Pages

Friday, June 11, 2010

The Adoration of Jenna Fox by Mary E. Pearson


The Adoration of Jenna Fox


Mary E. Pearson


SUMMARY: A seventeen-year-old girl has just woken up from a yearlong coma, the result of a horrific accident from which she is still recuperating. At least this is what she been told. Jenna Fox woke without remembering her life or her name; there are strange gaps in her vocabulary yet her knowledge of history, literature, and science seems unnaturally detailed. Jenna’s only connection to her mysterious past is the series of home videos recording the first sixteen years of her life that her tense mother and absent father have instructed her to watch. But soon Jenna’s memories begin to resurface and she starts to ask questions no one seems willing to answer. Can she really be the same person as the carefree girl in the videos? What actually happened after the accident? Why will no one speak about the important event itself? What have her parents risked to save their precious child?


ONESMARTCUPCAKE THINKS: I need to make a confession. You know the whole ‘don’t judge a book by its cover’ thing? I totally ignore that rule in many situations.
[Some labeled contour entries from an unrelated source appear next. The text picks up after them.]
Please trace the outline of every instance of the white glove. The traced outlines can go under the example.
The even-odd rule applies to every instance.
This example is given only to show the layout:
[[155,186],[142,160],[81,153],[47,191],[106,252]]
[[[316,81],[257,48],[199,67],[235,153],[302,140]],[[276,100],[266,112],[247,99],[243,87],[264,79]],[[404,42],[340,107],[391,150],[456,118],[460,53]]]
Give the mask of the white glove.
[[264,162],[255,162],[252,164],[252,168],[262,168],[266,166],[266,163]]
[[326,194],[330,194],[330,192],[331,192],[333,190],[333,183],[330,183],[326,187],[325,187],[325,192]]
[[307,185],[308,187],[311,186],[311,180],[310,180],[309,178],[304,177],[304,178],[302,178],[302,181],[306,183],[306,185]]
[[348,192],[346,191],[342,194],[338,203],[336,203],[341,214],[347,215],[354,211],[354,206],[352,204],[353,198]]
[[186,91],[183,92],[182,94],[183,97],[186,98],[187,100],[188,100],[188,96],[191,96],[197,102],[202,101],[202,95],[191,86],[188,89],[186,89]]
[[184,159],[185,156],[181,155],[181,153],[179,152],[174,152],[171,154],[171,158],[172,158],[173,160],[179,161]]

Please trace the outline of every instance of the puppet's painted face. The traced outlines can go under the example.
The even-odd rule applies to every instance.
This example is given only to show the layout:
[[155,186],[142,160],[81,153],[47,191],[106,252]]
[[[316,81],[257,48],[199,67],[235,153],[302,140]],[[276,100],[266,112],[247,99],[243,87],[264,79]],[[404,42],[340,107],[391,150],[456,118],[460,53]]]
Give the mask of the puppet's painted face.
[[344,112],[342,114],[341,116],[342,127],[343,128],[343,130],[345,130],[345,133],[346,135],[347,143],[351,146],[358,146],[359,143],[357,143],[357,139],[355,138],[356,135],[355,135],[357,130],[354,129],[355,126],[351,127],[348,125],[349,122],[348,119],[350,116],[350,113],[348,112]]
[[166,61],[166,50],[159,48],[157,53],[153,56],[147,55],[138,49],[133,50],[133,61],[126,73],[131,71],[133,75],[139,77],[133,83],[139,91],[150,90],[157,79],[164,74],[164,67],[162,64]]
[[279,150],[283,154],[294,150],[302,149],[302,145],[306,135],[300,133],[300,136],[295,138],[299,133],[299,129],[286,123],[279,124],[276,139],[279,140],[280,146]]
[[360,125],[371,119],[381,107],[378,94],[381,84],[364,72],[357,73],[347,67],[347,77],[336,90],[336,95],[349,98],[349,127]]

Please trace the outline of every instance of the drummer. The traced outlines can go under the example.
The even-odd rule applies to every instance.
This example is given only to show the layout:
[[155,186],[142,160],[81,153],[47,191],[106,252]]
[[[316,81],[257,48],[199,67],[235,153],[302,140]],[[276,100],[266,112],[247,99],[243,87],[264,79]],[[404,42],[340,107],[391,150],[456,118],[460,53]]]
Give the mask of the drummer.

While I will never give up on a book because it has an uninteresting cover, I will consistently at least pick up a book based on my interest in its cover or title. The Adoration of Jenna Fox first caught my eye in this precise fashion. I had seen the title somewhere and then saw the cover and was totally caught by the neat cover art. But it was the addictive mystery that kept me reading once I opened the cover.


I liked The Adoration of Jenna Fox. The suspense and slow revelation of the primary mystery kept me turning the pages. The premise allows Pearson to provoke fascinating and frighteningly current questions about the technological rush to beat death, scientific and medical ethics, and the definitions of humanity. Additionally, I quite like Jenna. Her struggle to understand herself is filled with an earnestness, fear, and uncertainty that would seem familiar to any teenager and anyone who remembers being one; while most seventeen-year-olds’ search for identity takes place in less extreme circumstances, the emotions remain universal.


However, upon completing the novel my final impression was of enjoyment with slight disappointment. The ride had been thrilling but at times, a little hazy. While I found most of the secondary characters interesting, some (such as Dane or even Allys and Ethan) were underdeveloped in comparison with Jenna or her grandmother. Also, there were occasional events or plot points that lacked full explanation or connection to the larger narrative. However, I enjoyed The Adoration of Jenna Fox; it’s a sci-fi thriller with a touch of romance and medical ethics thrown in and the unique combination results in an addictive and thought provoking novel.